General practice is to reduce the number of channels right?
Also, what happens to the complexity of the model? Does it reduce?
(I understand less channels = less computation, but by doing this, are we making the model more abstract?)

FBT · February 26, 2021, 11:13am

So, here the Co is manually specified right? That was my doubt actually.

Yes, Co, number of output channels, is specified manually. E.g, this is a parameter for nn.conv2D gluon API.

General practice is to reduce the number of channels right?

On my sense, not necessarily. For computer vision, practice is, layer after layer, to increase the number of channels while reducing images spatials dimensions. This lead to more abstracts objects when calculation progresses through the convolutional layers.

Also, what happens to the complexity of the model? Does it reduce?

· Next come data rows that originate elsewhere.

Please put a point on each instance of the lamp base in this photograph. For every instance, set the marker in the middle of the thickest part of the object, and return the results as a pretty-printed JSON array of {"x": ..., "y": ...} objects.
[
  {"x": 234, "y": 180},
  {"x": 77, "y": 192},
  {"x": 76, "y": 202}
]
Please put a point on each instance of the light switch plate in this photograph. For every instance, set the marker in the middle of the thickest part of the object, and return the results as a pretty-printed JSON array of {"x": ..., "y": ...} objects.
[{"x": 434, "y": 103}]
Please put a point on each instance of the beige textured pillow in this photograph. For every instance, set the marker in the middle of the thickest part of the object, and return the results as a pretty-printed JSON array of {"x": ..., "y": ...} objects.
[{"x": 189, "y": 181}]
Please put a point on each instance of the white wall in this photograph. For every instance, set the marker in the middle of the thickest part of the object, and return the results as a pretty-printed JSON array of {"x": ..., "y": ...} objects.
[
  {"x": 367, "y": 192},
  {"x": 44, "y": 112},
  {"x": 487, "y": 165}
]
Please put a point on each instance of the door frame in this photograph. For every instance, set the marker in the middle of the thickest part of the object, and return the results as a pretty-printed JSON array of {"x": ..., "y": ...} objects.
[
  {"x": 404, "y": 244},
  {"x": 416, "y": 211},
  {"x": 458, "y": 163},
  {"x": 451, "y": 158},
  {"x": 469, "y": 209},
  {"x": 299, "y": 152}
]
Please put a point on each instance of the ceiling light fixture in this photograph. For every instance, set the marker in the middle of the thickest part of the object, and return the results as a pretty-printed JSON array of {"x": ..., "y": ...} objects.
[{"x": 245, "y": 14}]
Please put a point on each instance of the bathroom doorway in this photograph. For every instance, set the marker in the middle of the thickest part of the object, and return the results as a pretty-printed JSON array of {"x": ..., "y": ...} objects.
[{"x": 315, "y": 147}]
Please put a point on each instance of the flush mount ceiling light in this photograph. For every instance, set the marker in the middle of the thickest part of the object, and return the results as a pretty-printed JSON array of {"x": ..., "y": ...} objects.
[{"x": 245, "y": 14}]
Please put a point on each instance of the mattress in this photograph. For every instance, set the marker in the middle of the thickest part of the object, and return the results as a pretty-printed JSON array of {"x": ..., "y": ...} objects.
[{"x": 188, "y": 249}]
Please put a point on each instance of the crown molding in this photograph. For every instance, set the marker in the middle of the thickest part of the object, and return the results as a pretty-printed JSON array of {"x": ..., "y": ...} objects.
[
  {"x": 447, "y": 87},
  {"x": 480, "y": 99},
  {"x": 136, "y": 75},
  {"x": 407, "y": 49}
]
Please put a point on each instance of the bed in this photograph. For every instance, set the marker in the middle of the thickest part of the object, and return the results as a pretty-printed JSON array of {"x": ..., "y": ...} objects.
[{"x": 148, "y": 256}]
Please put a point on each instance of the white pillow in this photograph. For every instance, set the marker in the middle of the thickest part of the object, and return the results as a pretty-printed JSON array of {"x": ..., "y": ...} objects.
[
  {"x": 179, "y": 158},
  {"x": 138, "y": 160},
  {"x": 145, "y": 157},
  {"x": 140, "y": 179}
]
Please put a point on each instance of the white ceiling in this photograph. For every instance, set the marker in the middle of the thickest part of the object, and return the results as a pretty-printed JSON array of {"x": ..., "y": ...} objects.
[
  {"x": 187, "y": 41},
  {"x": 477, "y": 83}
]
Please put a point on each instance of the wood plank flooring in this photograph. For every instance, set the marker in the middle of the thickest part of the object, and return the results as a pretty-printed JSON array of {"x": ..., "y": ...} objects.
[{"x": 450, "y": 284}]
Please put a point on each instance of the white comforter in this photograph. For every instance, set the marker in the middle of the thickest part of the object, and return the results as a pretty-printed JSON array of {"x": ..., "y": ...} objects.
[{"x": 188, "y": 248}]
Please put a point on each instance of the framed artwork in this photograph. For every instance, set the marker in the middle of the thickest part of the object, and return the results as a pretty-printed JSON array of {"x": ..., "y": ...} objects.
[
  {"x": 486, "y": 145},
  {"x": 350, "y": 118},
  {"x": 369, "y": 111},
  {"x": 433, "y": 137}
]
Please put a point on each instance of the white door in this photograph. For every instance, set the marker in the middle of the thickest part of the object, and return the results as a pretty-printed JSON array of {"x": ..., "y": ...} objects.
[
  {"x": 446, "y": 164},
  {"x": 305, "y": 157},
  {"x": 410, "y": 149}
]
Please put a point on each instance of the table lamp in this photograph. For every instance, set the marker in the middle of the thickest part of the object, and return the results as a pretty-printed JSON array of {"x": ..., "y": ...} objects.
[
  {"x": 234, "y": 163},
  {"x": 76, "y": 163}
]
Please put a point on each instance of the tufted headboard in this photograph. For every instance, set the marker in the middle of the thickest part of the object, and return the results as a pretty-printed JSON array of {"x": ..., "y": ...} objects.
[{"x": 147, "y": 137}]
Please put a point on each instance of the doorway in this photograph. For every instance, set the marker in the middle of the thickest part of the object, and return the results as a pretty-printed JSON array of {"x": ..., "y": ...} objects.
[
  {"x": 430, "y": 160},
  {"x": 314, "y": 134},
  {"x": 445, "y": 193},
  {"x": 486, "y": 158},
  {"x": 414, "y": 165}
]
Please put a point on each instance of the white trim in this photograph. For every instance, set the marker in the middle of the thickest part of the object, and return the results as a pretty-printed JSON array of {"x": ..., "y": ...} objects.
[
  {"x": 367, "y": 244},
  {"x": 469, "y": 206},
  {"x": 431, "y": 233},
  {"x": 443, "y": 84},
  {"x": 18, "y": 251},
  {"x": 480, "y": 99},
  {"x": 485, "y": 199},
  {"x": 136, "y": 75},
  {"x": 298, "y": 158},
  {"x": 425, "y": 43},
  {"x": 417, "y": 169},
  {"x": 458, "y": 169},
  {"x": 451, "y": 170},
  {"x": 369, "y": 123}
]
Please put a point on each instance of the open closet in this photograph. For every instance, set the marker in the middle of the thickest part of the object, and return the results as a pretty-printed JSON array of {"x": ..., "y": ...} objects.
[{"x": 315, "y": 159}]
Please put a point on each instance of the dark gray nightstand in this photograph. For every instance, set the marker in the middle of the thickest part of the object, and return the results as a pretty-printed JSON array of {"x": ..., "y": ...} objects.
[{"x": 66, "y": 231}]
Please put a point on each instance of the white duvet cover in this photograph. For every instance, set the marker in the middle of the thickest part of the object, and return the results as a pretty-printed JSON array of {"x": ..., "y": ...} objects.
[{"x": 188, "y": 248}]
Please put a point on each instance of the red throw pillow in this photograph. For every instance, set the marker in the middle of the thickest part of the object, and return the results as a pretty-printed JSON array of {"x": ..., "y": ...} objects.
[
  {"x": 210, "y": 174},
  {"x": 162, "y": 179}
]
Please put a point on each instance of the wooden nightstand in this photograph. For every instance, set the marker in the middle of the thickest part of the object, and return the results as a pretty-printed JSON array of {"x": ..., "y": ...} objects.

On my understanding, this makes sense that model complexity reduces along with calculation progression through the neural layers. Data is then encoded more and more efficiently then, less bit of informations are required to describe data then, as you mentioned, complexity decreases. This is a direct consequence of entropy reduction that is targeted through loss function in case of classification.

But, globally, taking into account all parameters into the (deep) neural model (those parameters used for tensor calculation into layers units) it seems the model complexity increases with the complexity of the problem to be processed.

JH.Lam · April 11, 2021, 3:53am

great！ ‘entropy reduction’ do you mean to enhance the differences of classifications?

FBT · April 20, 2021, 8:51am

Yes, if less bit are required to encode information, this mean noise is reduced and then, as a consequence, “confusion” is reduced leading to better model performance for classification.